In 1974, Dr. Earls joined the faculty of Harvard Medical School. In 1981 he moved to Washington University to become Blanche Ittleson Professor of Child Psychiatry, Director of the Division of Child Psychiatry and Psychiatrist-in-Chief at the Children’s Hospital of St. Louis. After eight years, he returned to Boston to assume professorships at the Harvard Medical School and the Harvard T.H. Chan School of Public Health. He has held many visiting professorships and scores of honors and awards.

Dr. Earls is best known for directing the Project on Human Development in Chicago Neighborhoods. Supported by unprecedented funding (over $52 million) through a public/private partnership of the federal National Institute of Justice, the MacArthur Foundation and others, the project explored the roles of neighborhood environments, family influences, and individual differences in explaining the causes of antisocial behavior. The project’s major finding was the power of neighborhoods with high “collective efficacy” to ameliorate antisocial behavior. In such neighborhoods, the residents—regardless of race, income, or the percentage of single-parent households—trust each other, share common values, and are willing to intervene on behalf of the common good; for example, in supervising children and protecting public order.

Renée Boynton-Jarrett, MD, SCD

Associate Professor of Pediatrics, Boston University School of Medicine Founding Director, Vital Village

Renée Boynton-Jarrett is a practicing primary care pediatrician at Boston Medical Center, a social epidemiologist and the founding director of the Vital Village Community Engagement Network. Through the Vital Village Network, she is supporting the development of community-based strategies to promote child well-being in three Boston neighborhoods.

Dr. Boynton-Jarrett joined the faculty at Boston University School of Medicine in 2007 and is currently associate professor of pediatrics. She received her AB from Princeton University, her MD from Yale School of Medicine, and a ScD in social epidemiology from Harvard School of Public Health, and she completed a residency in pediatrics at Johns Hopkins Hospital.

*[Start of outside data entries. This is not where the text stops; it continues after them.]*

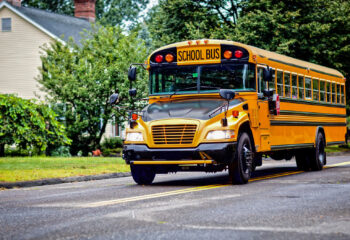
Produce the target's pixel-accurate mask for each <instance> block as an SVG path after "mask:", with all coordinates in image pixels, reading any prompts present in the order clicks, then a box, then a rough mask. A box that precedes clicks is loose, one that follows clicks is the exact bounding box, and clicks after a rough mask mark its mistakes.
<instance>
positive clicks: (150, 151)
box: [123, 142, 237, 164]
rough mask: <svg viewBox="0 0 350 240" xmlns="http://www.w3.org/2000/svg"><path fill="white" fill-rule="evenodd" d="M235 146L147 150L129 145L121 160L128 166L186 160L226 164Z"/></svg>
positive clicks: (230, 160)
mask: <svg viewBox="0 0 350 240" xmlns="http://www.w3.org/2000/svg"><path fill="white" fill-rule="evenodd" d="M236 144H237V143H236V142H229V143H202V144H200V145H198V147H195V148H149V147H148V146H147V145H137V144H129V145H124V148H123V158H124V160H125V161H126V163H128V164H130V163H134V162H136V161H137V162H139V163H140V162H141V161H147V164H152V161H155V164H157V163H156V162H160V161H169V163H170V162H174V163H176V162H177V161H180V160H181V162H186V160H188V162H189V163H190V162H191V161H192V162H193V160H213V162H214V161H215V162H216V163H218V164H222V163H224V164H227V163H228V162H229V161H231V160H232V157H233V154H234V152H235V150H236ZM203 153H204V154H203ZM203 156H205V157H206V158H203ZM145 163H146V162H145ZM163 164H164V162H163Z"/></svg>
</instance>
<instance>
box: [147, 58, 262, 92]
mask: <svg viewBox="0 0 350 240" xmlns="http://www.w3.org/2000/svg"><path fill="white" fill-rule="evenodd" d="M221 88H222V89H235V90H237V91H255V89H256V86H255V66H254V64H215V65H199V66H166V67H164V66H162V67H152V68H151V69H150V93H151V94H159V93H161V94H162V93H163V94H169V93H170V94H172V93H181V92H182V93H183V92H197V93H203V92H215V91H218V90H219V89H221Z"/></svg>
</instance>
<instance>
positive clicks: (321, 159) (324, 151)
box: [310, 132, 327, 171]
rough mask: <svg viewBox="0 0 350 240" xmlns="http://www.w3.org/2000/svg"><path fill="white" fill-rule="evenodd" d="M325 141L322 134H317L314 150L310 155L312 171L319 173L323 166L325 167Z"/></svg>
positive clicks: (325, 158) (319, 132) (326, 161)
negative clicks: (310, 158) (314, 147)
mask: <svg viewBox="0 0 350 240" xmlns="http://www.w3.org/2000/svg"><path fill="white" fill-rule="evenodd" d="M325 146H326V143H325V139H324V136H323V134H322V133H320V132H319V133H318V134H317V138H316V148H314V149H313V154H312V155H311V162H310V167H311V170H313V171H320V170H322V169H323V166H324V165H326V163H327V159H326V152H325Z"/></svg>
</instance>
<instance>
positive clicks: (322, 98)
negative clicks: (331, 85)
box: [320, 80, 326, 102]
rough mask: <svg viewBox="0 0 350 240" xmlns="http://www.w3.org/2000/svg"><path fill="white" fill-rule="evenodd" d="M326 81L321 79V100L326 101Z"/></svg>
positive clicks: (320, 88) (320, 100)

Dr. Boynton-Jarrett is nationally recognized for her expertise in the role of early-life adversities as social determinants of health over the life course. She has a specific interest in the intersection of community violence, intimate partner violence, and child abuse and neglect with neighborhood characteristics that influence these patterns. She was honored by the Massachusetts Public Health Association with the Paul Revere Award for outstanding impact on public health in 2015 and she is featured in the signature hour of “The Raising of America” documentary series.

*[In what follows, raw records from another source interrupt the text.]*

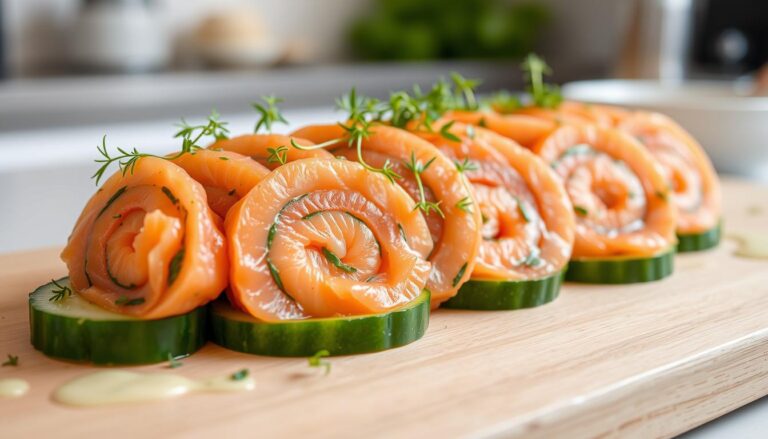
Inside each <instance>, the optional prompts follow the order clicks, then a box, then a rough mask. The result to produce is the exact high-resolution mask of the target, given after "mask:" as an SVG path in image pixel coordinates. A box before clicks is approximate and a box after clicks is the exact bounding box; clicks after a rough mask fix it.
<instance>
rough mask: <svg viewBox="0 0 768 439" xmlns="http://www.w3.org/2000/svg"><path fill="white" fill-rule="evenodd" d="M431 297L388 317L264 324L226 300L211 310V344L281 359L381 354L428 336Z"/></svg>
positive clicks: (210, 317)
mask: <svg viewBox="0 0 768 439" xmlns="http://www.w3.org/2000/svg"><path fill="white" fill-rule="evenodd" d="M429 296H430V294H429V292H428V291H426V290H425V291H424V292H422V293H421V294H420V295H419V297H417V298H416V299H414V300H413V301H411V302H410V303H408V304H406V305H404V306H402V307H400V308H397V309H394V310H392V311H389V312H387V313H382V314H370V315H363V316H349V317H331V318H318V319H307V320H290V321H282V322H264V321H261V320H258V319H256V318H254V317H252V316H250V315H248V314H245V313H243V312H241V311H238V310H236V309H234V308H232V306H231V305H230V304H229V302H227V301H226V300H222V299H220V300H217V301H215V302H213V303H212V304H211V305H210V338H211V341H213V342H214V343H216V344H218V345H220V346H223V347H225V348H227V349H232V350H234V351H239V352H245V353H248V354H256V355H269V356H277V357H310V356H312V355H315V354H316V353H317V352H319V351H321V350H324V349H325V350H327V351H328V352H329V353H330V354H331V355H349V354H362V353H366V352H378V351H383V350H386V349H391V348H396V347H400V346H404V345H407V344H409V343H411V342H413V341H416V340H418V339H419V338H421V337H422V336H423V335H424V332H426V330H427V325H428V323H429Z"/></svg>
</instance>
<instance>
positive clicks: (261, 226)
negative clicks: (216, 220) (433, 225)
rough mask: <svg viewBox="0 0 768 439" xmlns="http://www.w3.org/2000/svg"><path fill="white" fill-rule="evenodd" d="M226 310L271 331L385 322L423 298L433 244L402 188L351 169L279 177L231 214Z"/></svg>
mask: <svg viewBox="0 0 768 439" xmlns="http://www.w3.org/2000/svg"><path fill="white" fill-rule="evenodd" d="M226 232H227V239H228V243H229V256H230V262H231V272H230V289H231V293H230V300H232V302H233V304H234V305H235V306H237V307H239V308H241V309H243V310H244V311H246V312H248V313H249V314H251V315H253V316H255V317H257V318H259V319H261V320H265V321H278V320H290V319H305V318H310V317H331V316H336V315H360V314H370V313H380V312H384V311H387V310H391V309H393V308H396V307H398V306H401V305H403V304H406V303H408V302H410V301H411V300H413V299H414V298H416V297H417V296H418V295H420V294H421V292H422V289H423V288H424V285H425V284H426V282H427V278H428V276H429V272H430V263H429V262H427V261H425V260H424V259H423V257H422V256H421V255H420V254H419V253H417V252H416V251H414V250H412V249H411V248H410V247H409V245H408V244H407V243H406V240H405V238H404V237H405V236H408V237H413V238H418V239H420V240H429V229H428V228H427V225H426V223H425V221H424V218H423V217H422V216H421V215H420V214H419V212H418V211H415V210H414V202H413V201H412V200H411V198H410V197H409V196H408V194H406V193H405V192H404V191H403V190H402V189H401V188H400V187H398V186H397V185H394V184H391V183H390V182H389V181H387V180H386V179H385V178H384V177H382V176H381V175H378V174H375V173H372V172H369V171H367V170H365V169H364V168H363V167H362V166H360V165H359V164H357V163H353V162H350V161H346V160H326V159H317V158H315V159H302V160H297V161H295V162H290V163H287V164H285V165H283V166H280V167H279V168H277V169H276V170H274V171H273V172H272V173H271V174H270V175H269V176H267V177H266V178H265V179H264V180H262V181H261V182H260V183H259V184H258V185H256V187H254V189H253V190H252V191H251V192H249V193H248V194H247V195H246V196H245V197H244V198H243V199H241V200H240V201H239V202H238V203H237V204H235V206H234V207H233V208H232V209H231V210H230V211H229V213H228V215H227V218H226Z"/></svg>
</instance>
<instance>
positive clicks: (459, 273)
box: [451, 262, 467, 287]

Kymberly Byrd, MS, MPH PhD candidate, Vanderbilt University

Kymberly Byrd obtained undergraduate degrees in social work and Spanish from Oakwood University in Huntsville, Alabama, and graduate degrees in social work and public health from Boston University. Prior to enrolling in the PhD program at Vanderbilt, she served as project manager at Vital Village Network, a network of community residents and community-based organizations committed to maximizing child, family and community wellbeing. Ms. Byrd has research and evaluation experience in homelessness, substance abuse, mental health, HIV/AIDS, maternal and child health, faith-based community organizing and community engagement.